Master in Finance | metrics table at end of article
Princeton’s two-year master in finance programme was established in 1998. It is run within the Bendheim Center for Finance, the university’s interdisciplinary research hub. Its typical intake of students is around 30 – deliberately smaller than some larger rivals, says Wendell Collins, programme co-ordinator.
“We’re different in the size and scope. Princeton is a small university; so is the programme. There’s a customised collegial atmosphere where people really get to know each other: the faculty members, alumni mentors. That all translates into a strong alumni network which has been helpful to achieve a high level of career placements.”
An industry internship, completed in the summer between the first and second year of studies, is a core component of this degree. Another option is working on a summer research project under the supervision of a faculty member affiliated with the Bendheim Center.
“There’s great flexibility in terms of the types of electives students can take,” says Collins. “They have the five core courses, but then they can take machine learning, artificial intelligence, computer science, public policy, PhD workshops in econometrics.”
The programme draws on the expertise of a number of departments, including the departments of operations research and financial engineering, economics, and computer science. Courses that cover artificial intelligence and machine learning have traditionally been offered by Princeton’s engineering and computer science-focused programmes, but now they’re also available as part of the 11 elective courses offered by the master in finance programme.
The core courses are focused on economics, maths, finance, probability and statistics. Two weeks before the start of the programme, students must attend a mandatory maths refresher course which will help them adapt their existing knowledge of mathematics to the degree requirements.
The programme is regularly reviewed and updated to take account of emerging trends in the financial sector. One of the most recently added courses concentrates on venture capital and technology, with a focus on developments in the fintech field. Princeton held a fintech conference in April, covering topics such as roboadvising, blockchain and big data.
Chad Shampine, who graduated in 2003, is still involved in the programme as a boot camp speaker and an alumni mentor. He currently works as head of foreign exchange swaps and Asian non-deliverable forwards trading at Morgan Stanley in New York. Shampine found the breadth of Princeton’s master’s advantageous when he hit the trading floor.

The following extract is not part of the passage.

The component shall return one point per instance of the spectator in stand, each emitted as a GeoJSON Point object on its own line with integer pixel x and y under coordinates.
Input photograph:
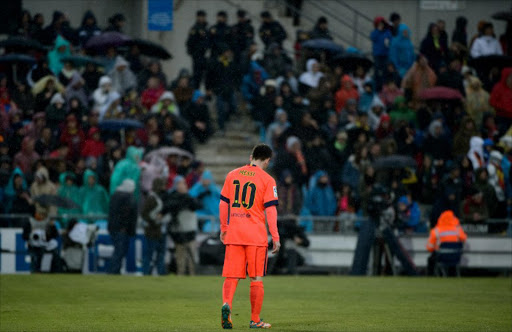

“A course on corporate finance was very useful; it made it easier to understand things like balance sheets. A basic understanding of regulation was helpful too. Regulation’s not about models and programming: the rules tend to be blunt, and you have to understand how those things fit into the universe that we’re living in,” he says.
Students are expected to graduate with diverse programming skills: they get exposure to C++, R, MatLab and Python.
“During my internship after year one, I found that I was very well prepared; the internship was on a trading desk, where I still am. You learn the languages of the market, how swaps and fixed income work. Knowing how to program made it easier to hit the desk,” says Shampine.
Programming remains a fundamental skill that is essential for a quant role in an investment bank as well as in a buy-side firm, says Collins. “More and more students are interested in working on the buy side, given the regulation of banks. Considering the movement towards systematic and more electronic trading, having quantitative and programming skills has never been more important.”
The programme regularly sends students to the Rotman International Trading Competition at the University of Toronto. They also participate in contests organised by open-source quant fund Quantopian to design and backtest trading algorithms, for a cash prize.